University expertise helps to enhance food supply in Africa



Scientists from Britain and Nigeria will collaborate on new research to help African farmers turn traditional produce such as grains, cereals, root and tubers into new product lines with longer shelf-life and greater nutritional value.

The University of Lincoln, UK, will offer its expertise and academic resources working alongside Temophadis International Enterprise (TIE) on a new agri-food Knowledge Transfer Partnership, with additional expertise from Obafemi Awolowo University (OAU) in Osun State, Nigeria.

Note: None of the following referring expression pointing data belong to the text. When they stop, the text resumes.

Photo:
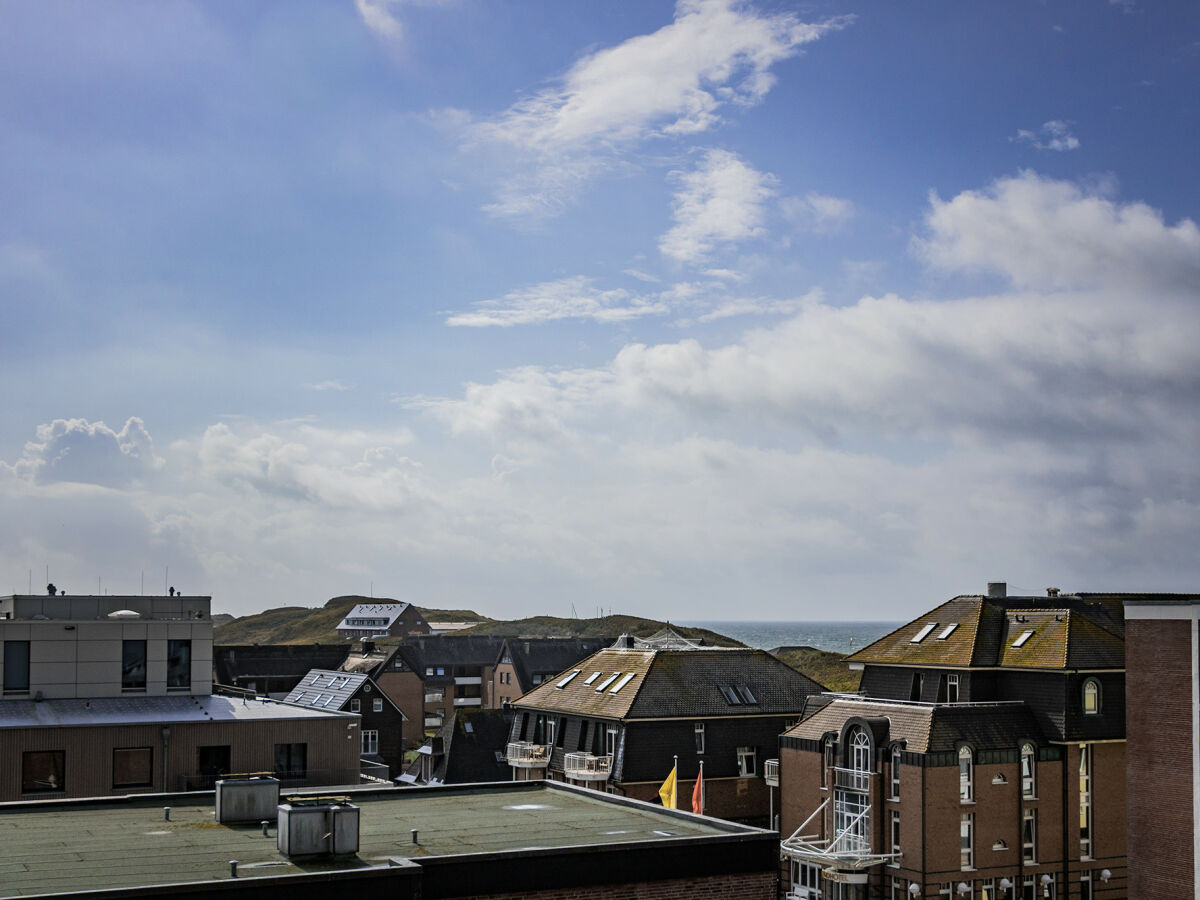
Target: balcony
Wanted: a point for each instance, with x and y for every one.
(771, 772)
(587, 767)
(852, 779)
(526, 755)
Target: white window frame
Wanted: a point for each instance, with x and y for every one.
(748, 762)
(370, 742)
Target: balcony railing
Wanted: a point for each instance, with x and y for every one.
(587, 767)
(526, 755)
(771, 772)
(852, 779)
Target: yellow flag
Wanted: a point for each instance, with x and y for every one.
(667, 792)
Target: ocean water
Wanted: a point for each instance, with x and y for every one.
(835, 636)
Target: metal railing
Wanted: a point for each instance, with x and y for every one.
(771, 772)
(526, 754)
(587, 767)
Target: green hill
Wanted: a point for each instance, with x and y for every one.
(304, 624)
(825, 666)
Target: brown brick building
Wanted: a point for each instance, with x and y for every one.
(984, 759)
(1163, 772)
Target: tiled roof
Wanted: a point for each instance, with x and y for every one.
(676, 683)
(1067, 631)
(925, 727)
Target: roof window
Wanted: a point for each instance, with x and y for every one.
(625, 679)
(606, 682)
(923, 634)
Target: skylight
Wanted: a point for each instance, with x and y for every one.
(606, 682)
(924, 633)
(625, 679)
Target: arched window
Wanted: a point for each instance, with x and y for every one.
(1029, 771)
(966, 774)
(859, 751)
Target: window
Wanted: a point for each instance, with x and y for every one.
(748, 762)
(1085, 802)
(895, 838)
(923, 634)
(1030, 834)
(42, 771)
(132, 767)
(179, 665)
(133, 665)
(292, 760)
(1029, 772)
(16, 666)
(370, 742)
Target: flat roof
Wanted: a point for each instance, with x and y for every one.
(150, 711)
(125, 843)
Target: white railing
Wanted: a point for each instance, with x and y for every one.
(771, 772)
(587, 767)
(527, 755)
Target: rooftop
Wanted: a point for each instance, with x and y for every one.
(124, 843)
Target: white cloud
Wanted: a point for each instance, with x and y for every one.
(817, 211)
(1055, 234)
(1054, 135)
(89, 453)
(574, 298)
(677, 81)
(720, 202)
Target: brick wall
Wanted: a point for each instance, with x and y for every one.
(1158, 773)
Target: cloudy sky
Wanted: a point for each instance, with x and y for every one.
(714, 309)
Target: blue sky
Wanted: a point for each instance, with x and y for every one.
(696, 310)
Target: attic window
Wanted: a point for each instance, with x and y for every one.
(606, 682)
(625, 679)
(924, 633)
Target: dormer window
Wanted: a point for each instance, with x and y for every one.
(923, 634)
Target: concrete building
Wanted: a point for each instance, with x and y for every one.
(619, 719)
(107, 695)
(1163, 727)
(983, 760)
(538, 841)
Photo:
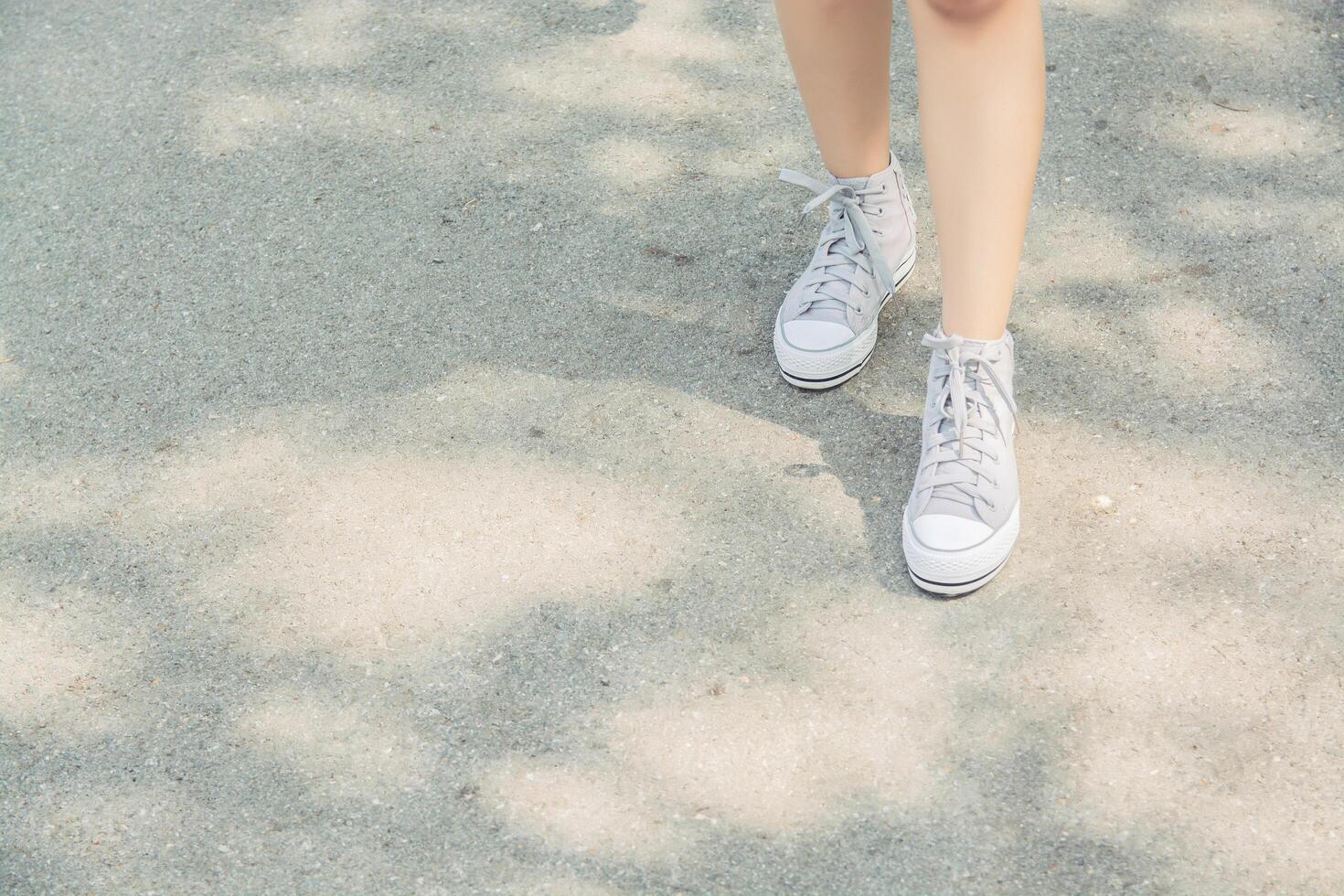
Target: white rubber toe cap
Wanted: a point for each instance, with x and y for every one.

Fully funded by Innovate UK through the Global Challenges Research Fund, the University of Lincoln and TIE will develop and implement new processing techniques to create commercially viable, value-added products with enhanced nutritional quality.

The partnership aims to increase food security and reduce food losses through improved supply of foods via e-platforms, and by building the capacity of Agri-food vendors in the country.

The Nigerian food market is the largest in Africa, with more than 180 million people to feed, a figure projected to increase significantly by 2030. The growing health concern for food safety and related activities, exacerbated by Covid-19, has made consumers shift attention to branded packaged food, providing TIE with an opportunity to innovate and capitalise on demand.

Olarewaju Fadodun, Project Lead for TIE, said: “In context of rising food prices, fallout from Covid-19 and various effects of climate on food availability, Africa, and particularly Nigeria, needs a more efficient way of transforming what is produced into handy food products with extended shelf lives.

“We hope this has the potential to save the lives of millions of Africans who rely on a range of indigenous crops for food, nutrition and income security. The KTP will build up our capability and that of other Agri-food vendors in post-harvest value addition, and ultimately reduce the post-harvest food loss in Nigeria by 50%.”

Professor Mark Swainson, Lead for Higher Education and Research from the University of Lincoln’s National Centre for Food Manufacturing, said: “Through a close working relationship between all three parties, the initiative will serve to enhance the levels of nutritious food supply in Nigeria, with significant benefits to food security, waste reduction and uptake of bio-degradable packaging materials. We are very proud to be advancing our work with food systems on an international scale with our Nigerian colleagues.”

Dr Oluseyi Moses Ajayi, supervising academic at the National Centre for Food Manufacturing, said: “Over the past 40 years, UK KTPs have helped businesses to improve their competitiveness and productivity through optimal use of knowledge, technology and skills. I am pleased with the global extension of the scheme to businesses and universities in Africa.”

Supervising academic for Obafemi Awolowo University’s Faculty of Agriculture, Dr Ayodeji Ogunleye, said: “Agri-food businesses in Africa, particularly in Nigeria, have primarily been left in the hands of smallholder processors who operate in the open market with little or no consideration for quality control and safety.

“Working with the University of Lincoln will be a game-changer. They are one of the leading UK universities in Agri-food research and innovation and will help us to bring global quality standards and excellent Agri-food processing practices to Nigeria. I am very pleased to be leading the Obafemi Awolowo University team on this international collaboration.”